Шипение змеи окатывает могильным холодом. Она настолько зла, что облако ярости как ядерка разлетается по ветру с огромной скоростью. Немного отклоняюсь назад из всех сил держа соломинку спокойствия. Топлю на нейтралке со всей доступной мочи.
Уничтожаю ростки мстительности, хотя расцарапать ей лицо все, что желаю сейчас. Но это внутри. Внутри! Поднимаю бровь и вкладывая максимальное сочувствие в голос спрашиваю.

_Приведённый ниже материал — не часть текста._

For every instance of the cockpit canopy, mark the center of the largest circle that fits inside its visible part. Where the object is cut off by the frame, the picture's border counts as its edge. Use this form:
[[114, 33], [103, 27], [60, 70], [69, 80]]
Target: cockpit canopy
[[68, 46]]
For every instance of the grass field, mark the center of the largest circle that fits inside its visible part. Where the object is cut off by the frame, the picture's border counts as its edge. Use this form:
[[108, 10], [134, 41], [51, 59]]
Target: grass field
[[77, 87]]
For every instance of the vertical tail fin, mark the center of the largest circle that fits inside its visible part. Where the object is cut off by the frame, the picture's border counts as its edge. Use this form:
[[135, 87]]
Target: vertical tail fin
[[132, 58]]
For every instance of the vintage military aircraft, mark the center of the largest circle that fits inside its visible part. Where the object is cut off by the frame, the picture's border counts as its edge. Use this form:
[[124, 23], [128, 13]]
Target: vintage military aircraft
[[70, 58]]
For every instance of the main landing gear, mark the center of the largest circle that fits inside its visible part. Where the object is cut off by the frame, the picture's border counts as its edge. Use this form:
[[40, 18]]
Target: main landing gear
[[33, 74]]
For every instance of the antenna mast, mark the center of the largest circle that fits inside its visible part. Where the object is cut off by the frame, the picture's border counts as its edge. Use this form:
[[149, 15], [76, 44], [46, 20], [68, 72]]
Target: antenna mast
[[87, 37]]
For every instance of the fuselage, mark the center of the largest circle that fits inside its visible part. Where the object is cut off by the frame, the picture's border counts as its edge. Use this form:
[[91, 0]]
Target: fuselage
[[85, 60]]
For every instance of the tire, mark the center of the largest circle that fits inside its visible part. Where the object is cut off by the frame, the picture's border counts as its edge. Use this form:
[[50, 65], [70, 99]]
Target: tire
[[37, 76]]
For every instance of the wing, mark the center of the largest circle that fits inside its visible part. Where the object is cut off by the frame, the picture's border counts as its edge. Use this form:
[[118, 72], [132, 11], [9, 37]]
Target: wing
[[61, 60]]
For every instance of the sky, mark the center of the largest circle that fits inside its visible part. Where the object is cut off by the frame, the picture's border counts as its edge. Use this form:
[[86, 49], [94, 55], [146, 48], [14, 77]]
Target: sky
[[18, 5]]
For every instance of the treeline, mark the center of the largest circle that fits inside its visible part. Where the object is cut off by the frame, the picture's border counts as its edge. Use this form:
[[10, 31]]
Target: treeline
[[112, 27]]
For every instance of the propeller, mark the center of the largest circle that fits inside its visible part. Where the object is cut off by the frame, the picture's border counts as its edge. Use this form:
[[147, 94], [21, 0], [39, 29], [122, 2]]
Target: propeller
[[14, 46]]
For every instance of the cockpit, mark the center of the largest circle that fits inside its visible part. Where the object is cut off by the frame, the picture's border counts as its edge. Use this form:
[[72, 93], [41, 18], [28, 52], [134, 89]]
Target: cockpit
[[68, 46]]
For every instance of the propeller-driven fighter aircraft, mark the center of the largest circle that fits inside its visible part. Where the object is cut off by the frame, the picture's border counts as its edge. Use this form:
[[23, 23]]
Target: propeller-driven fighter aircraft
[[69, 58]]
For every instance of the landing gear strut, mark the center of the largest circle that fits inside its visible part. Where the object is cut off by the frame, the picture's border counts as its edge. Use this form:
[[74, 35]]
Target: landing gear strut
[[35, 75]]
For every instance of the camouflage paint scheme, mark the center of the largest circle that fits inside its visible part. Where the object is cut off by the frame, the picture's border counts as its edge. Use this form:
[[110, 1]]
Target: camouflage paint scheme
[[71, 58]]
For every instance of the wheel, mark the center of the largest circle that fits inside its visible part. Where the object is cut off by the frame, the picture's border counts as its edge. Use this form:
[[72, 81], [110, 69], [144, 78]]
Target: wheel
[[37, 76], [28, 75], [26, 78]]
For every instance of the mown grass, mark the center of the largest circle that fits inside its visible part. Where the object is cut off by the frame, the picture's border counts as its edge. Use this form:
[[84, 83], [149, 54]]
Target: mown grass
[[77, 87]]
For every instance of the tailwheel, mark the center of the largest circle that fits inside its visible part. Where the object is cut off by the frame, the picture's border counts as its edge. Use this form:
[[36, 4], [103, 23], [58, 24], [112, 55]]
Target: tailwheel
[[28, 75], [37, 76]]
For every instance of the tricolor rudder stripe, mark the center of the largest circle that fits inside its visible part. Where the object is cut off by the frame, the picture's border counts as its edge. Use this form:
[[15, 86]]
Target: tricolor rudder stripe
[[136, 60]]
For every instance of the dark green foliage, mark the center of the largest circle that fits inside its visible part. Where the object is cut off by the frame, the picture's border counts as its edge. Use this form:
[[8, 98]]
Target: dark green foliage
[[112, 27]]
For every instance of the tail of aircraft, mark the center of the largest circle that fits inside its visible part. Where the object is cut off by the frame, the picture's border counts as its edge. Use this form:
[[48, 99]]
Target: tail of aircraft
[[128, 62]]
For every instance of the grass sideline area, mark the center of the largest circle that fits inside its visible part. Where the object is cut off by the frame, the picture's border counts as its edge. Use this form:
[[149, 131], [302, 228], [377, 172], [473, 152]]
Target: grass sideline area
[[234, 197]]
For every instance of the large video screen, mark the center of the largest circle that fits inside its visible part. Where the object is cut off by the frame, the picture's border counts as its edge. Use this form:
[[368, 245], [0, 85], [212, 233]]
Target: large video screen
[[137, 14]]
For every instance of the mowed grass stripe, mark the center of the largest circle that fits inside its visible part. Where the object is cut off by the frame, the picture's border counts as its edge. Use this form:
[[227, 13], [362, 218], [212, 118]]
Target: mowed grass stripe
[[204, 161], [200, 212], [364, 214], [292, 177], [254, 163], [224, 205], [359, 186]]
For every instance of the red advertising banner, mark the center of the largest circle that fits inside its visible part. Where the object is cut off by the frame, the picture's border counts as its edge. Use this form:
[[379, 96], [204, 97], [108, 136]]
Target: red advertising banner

— Отправил в отставку, Завадская? Вагина растянулась или давиться при минете стала?
Еще немного и она вцепится мне в волосы. Давай, сука! Попробуй только дотронься. За все унижения заплатишь. Вспомню каждую слезинку бессилия и растерянности. Отплачу тебе ржавой монетой. Все это кричит во мне той Диной, которую никто не знает. Но сегодняшняя вышколенная не может позволить опустится до выяснения, а тем более до драки. Поэтому аккуратно треплю ее за напудренную щечку и словно жалея, четко проговариваю.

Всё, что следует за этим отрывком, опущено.